Chaque année, de plus en plus de personnes meurent en Suisse parce que trop peu d’organes sont disponibles et parce que nous ne sommes pas disposés à favoriser les donneurs face aux « non-donneurs ».

En 2013, 73 personnes en attente d’un organe sont décédées. Pour les seuls patients en quête de cœur inscrits sur la liste d’attente, on a enregistré 16 décès supplémentaires, soit le double par rapport à l’année précédente. Pour les patients en attente d’un foie, on a enregistré 33 décès – soit une augmentation de 50 pour-cent.

Ces chiffres ont été publiés fin janvier par Swisstransplant. Cette organisation mandatée par la Confédération est responsable de l’attribution d’organes aux receveurs.

Supposons que le crash d’un avion fasse chaque année 73 victimes en Suisse parce la loi empêche d’améliorer la sécurité aérienne. Je suis persuadé que nous modifierions cette loi immédiatement.

Pour l’attribution des organes, les donneurs inscrits sur la liste d’attente ne sont malheureusement pas favorisés aujourd’hui face aux « non-donneurs ». La loi l’interdit. Je propose de la changer. Chaque personne a bien évidemment le droit de décider elle-même de donner ou non l’un de ses organes. Mais lorsqu’il s’agit de recevoir un organe, je considère que la vie du donneur a priorité. Nous aurions ainsi beaucoup plus de donneurs d’organes volontaires !

Le recensement des donneurs devrait être largement simplifié. A chaque fois que nous devons remplir un formulaire administratif (p. ex. pour la caisse-maladie, une demande de passeport ou de carte d’identité,…), nous devrions pouvoir indiquer d’une croix si nous sommes disposés à faire un don d’organe, et lequel. Le cas échéant, les donneurs seraient favorisés face aux « non-donneurs ».

Le libre choix serait maintenu. Mais nous disposerions en même temps d’un plus grand nombre d’organes qui nous permettraient de sauver plus de vies. Dont peut-être la vôtre.

Cette proposition va certainement susciter des objections d’ordre éthique.

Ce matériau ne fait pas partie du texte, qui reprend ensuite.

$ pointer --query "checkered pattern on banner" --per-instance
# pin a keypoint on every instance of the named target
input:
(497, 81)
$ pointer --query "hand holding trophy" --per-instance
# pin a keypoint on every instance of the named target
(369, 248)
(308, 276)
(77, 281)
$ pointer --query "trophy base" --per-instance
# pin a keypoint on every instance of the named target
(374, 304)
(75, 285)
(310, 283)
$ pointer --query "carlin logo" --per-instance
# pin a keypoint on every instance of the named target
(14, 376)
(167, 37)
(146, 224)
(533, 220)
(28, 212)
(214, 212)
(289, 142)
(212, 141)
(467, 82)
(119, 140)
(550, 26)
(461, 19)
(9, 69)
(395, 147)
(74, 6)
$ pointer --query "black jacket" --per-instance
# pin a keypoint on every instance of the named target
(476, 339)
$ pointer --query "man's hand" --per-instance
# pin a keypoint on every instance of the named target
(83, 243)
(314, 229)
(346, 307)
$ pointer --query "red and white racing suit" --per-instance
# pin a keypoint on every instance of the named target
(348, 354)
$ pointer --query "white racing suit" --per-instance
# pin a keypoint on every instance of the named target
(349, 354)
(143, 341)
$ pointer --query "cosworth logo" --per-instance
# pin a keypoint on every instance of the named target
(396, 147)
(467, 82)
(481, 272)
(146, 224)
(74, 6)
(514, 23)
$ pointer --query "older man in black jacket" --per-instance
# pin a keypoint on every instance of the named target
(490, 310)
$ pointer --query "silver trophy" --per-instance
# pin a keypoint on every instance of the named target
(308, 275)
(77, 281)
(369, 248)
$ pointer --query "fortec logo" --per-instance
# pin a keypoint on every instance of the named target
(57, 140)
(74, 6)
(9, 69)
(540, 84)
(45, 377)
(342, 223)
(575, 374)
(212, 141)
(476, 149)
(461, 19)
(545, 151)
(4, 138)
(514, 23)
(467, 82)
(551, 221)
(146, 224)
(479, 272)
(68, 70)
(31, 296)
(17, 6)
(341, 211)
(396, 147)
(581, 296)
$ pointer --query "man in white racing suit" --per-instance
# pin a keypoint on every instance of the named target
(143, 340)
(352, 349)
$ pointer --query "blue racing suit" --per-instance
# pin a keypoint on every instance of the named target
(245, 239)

Mais il s’agit ici d’une question de vie ou de mort.

Est-il défendable sur le plan éthique d’avoir la possibilité concrète de sauver 73 vies par an, mais de ne pas le faire pour des raisons éthiques ? L’OSP devrait selon moi lancer maintenant un débat public sur cette question délicate.

 

 

P.S. Chère Margrit Kessler, en tant que présidente de l’OSP et Conseillère nationale, que penses-tu de cette proposition ? Devons-nous préférer vivre pour des raisons éthiques ou mourir pour des raisons éthiques parce qu’il y a trop peu de donneurs ? Ne serait-ce pas une bonne idée de déposer une motion au Parlement afin de favoriser les donneurs face aux « non-donneurs » dans l’attribution des organes ? Goethe disait, il y a 200 ans déjà : « A l‘homme aux poches boutonnées, personne ne fera du bien : une main lave l‘autre, si tu veux prendre, tu dois donner.”